In recent years, with the transition to the cloud, SharePoint teams’ recommendation has been to move custom functionality “down” to the client computer or “over” to a host outside of SharePoint. This change has had a direct impact on enterprises that have long viewed SharePoint as an application development platform.

Today’s best practices show that a grouping of applications, such as case management apps, inventory or issue tracking, and fleet management (depicted in the dotted area of the diagram below) is no longer best suited to be built on top of SharePoint. This is where Microsoft Power Platform comes in for cross-platform app development.

Microsoft Power Platform as an app development platform

What is the Microsoft Power Platform (MPP)?

Microsoft Power Platform (or MPP) is being seen as the aPaaS layer that nicely complements mature Azure IaaS and PaaS offerings. Here are a few reasons we’re excited about MPP:

  • It offers a low-code/no code solution for rapid application development
  • The PowerApps component supports cross-platform app development for mobile and responsive web application solutions
  • Flow within MPP also offers a workflow and rules capability for implementing business processes
  • CDS offers a service for storing business objects

SharePoint as an App Development Platform

On January 30, 2007, we released a paper called “SharePoint as an Application Development Platform” to coincide with the release of Microsoft Office SharePoint Server 2007 or MOSS. We didn’t have the slightest expectation that this paper would be downloaded over half a million times from our website.

Based on the broad themes outlined in this paper, we went on to develop several enterprise-grade applications on the SharePoint platform for commercial as well as public sector enterprises. Of course, anyone who participated in SharePoint development in 2007 and onwards can vouch for the excitement around the amazing adoption of SharePoint.

Features, Add-Ins or “Apps,” and More

A few years later, SharePoint 2010 was announced with even more features that aligned with the application development platform theme. In 2013, the SharePoint team went on to add the notion of apps (now called add-ins) – we even wrote a book on SharePoint Apps. The most recent version of SharePoint is 2019 and it continues the tradition of adding new development capabilities.

All the Ingredients for Unprecedented Success

If you look back, it is easy to see why SharePoint was so successful. SharePoint was probably the first platform that balanced self-service capabilities with IT governance. Even though the underlying SharePoint infrastructure was governed by IT, business users could provision websites, document libraries, lists, and more in a self-service manner.

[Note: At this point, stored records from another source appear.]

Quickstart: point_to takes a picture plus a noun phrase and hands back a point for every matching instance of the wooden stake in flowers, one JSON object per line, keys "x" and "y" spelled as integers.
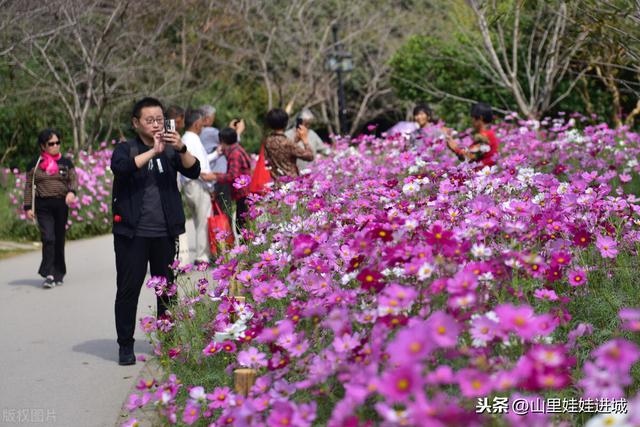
{"x": 243, "y": 378}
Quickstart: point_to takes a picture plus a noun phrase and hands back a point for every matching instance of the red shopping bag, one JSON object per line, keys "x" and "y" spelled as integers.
{"x": 218, "y": 222}
{"x": 261, "y": 175}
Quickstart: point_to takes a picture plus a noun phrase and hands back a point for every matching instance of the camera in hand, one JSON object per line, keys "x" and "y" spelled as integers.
{"x": 169, "y": 125}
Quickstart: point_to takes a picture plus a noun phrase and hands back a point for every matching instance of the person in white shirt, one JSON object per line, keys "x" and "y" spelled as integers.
{"x": 316, "y": 143}
{"x": 196, "y": 191}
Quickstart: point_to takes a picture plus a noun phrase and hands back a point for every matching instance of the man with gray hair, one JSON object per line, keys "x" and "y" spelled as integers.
{"x": 196, "y": 191}
{"x": 316, "y": 143}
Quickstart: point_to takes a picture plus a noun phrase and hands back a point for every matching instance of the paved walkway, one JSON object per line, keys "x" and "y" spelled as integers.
{"x": 58, "y": 357}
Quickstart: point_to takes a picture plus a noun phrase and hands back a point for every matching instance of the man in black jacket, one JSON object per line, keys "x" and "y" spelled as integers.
{"x": 147, "y": 212}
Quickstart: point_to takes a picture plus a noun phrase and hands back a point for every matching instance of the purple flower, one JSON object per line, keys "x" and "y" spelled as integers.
{"x": 398, "y": 384}
{"x": 443, "y": 329}
{"x": 252, "y": 358}
{"x": 219, "y": 398}
{"x": 191, "y": 413}
{"x": 631, "y": 319}
{"x": 619, "y": 354}
{"x": 241, "y": 181}
{"x": 607, "y": 246}
{"x": 577, "y": 277}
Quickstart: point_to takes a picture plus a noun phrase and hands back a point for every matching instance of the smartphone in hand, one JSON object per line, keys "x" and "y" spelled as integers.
{"x": 169, "y": 125}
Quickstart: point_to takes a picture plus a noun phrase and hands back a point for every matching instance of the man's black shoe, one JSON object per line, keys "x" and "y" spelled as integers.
{"x": 127, "y": 357}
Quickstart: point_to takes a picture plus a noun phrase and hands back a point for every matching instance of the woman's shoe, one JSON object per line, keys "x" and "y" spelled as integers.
{"x": 126, "y": 356}
{"x": 49, "y": 283}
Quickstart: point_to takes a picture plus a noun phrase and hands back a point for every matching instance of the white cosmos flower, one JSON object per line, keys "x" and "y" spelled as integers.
{"x": 425, "y": 271}
{"x": 411, "y": 224}
{"x": 479, "y": 250}
{"x": 411, "y": 188}
{"x": 608, "y": 420}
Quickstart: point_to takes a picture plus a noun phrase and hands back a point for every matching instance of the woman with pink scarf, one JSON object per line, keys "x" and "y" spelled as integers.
{"x": 49, "y": 191}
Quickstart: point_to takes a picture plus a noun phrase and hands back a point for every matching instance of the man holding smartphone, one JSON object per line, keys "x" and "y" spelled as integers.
{"x": 147, "y": 212}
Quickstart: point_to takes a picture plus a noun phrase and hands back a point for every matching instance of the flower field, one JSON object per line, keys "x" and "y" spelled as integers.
{"x": 395, "y": 286}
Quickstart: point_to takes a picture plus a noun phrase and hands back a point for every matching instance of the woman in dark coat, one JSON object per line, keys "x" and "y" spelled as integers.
{"x": 49, "y": 190}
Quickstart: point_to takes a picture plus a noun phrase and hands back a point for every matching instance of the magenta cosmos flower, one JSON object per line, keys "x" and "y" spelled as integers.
{"x": 398, "y": 384}
{"x": 607, "y": 246}
{"x": 474, "y": 383}
{"x": 303, "y": 245}
{"x": 241, "y": 181}
{"x": 618, "y": 353}
{"x": 518, "y": 319}
{"x": 252, "y": 358}
{"x": 577, "y": 277}
{"x": 443, "y": 328}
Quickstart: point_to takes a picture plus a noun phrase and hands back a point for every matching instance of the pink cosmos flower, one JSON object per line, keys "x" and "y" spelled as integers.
{"x": 219, "y": 398}
{"x": 281, "y": 415}
{"x": 577, "y": 277}
{"x": 303, "y": 245}
{"x": 398, "y": 384}
{"x": 631, "y": 319}
{"x": 241, "y": 181}
{"x": 252, "y": 358}
{"x": 474, "y": 383}
{"x": 410, "y": 345}
{"x": 135, "y": 401}
{"x": 229, "y": 346}
{"x": 191, "y": 413}
{"x": 545, "y": 294}
{"x": 598, "y": 382}
{"x": 463, "y": 282}
{"x": 484, "y": 329}
{"x": 443, "y": 329}
{"x": 346, "y": 343}
{"x": 397, "y": 297}
{"x": 212, "y": 348}
{"x": 518, "y": 319}
{"x": 618, "y": 354}
{"x": 607, "y": 246}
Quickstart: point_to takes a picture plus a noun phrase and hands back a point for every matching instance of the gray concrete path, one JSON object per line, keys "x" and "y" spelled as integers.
{"x": 58, "y": 350}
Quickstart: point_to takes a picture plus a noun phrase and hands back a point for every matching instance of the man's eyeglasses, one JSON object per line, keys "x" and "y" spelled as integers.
{"x": 150, "y": 121}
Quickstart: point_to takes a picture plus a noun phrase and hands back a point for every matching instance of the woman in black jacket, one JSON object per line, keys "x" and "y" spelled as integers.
{"x": 49, "y": 190}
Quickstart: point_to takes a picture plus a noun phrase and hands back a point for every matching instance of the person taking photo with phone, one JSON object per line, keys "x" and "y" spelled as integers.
{"x": 281, "y": 152}
{"x": 147, "y": 213}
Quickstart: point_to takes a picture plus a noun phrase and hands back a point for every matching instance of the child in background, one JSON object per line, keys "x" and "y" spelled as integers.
{"x": 238, "y": 164}
{"x": 485, "y": 145}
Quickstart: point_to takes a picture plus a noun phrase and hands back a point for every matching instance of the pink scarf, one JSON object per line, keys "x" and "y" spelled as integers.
{"x": 49, "y": 163}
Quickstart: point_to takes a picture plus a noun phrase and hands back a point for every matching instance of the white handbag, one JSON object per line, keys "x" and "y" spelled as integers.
{"x": 33, "y": 191}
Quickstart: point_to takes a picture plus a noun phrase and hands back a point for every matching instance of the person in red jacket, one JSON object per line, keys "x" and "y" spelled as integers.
{"x": 484, "y": 149}
{"x": 238, "y": 164}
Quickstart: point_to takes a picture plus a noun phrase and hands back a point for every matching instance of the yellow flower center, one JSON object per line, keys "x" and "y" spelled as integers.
{"x": 402, "y": 384}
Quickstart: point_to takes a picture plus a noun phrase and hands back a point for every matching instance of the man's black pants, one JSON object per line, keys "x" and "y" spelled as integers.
{"x": 52, "y": 214}
{"x": 132, "y": 257}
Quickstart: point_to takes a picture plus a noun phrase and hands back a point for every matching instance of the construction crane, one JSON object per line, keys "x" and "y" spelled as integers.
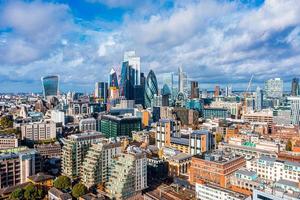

Compare this to the alternative at that time, which was to develop an ASP.NET application from scratch and then having to worry about operationalizing it including backup, recovery, high availability, etc. Not to mention the content and data silo that may result from yet another application being added to the portfolio.

Furthermore, the “Out of the Box” (OOTB) SharePoint applications constructs including lists, libraries, sites, web parts, structured and unstructured content, granular permissions, and workflows allowed developers to build applications in a productive manner.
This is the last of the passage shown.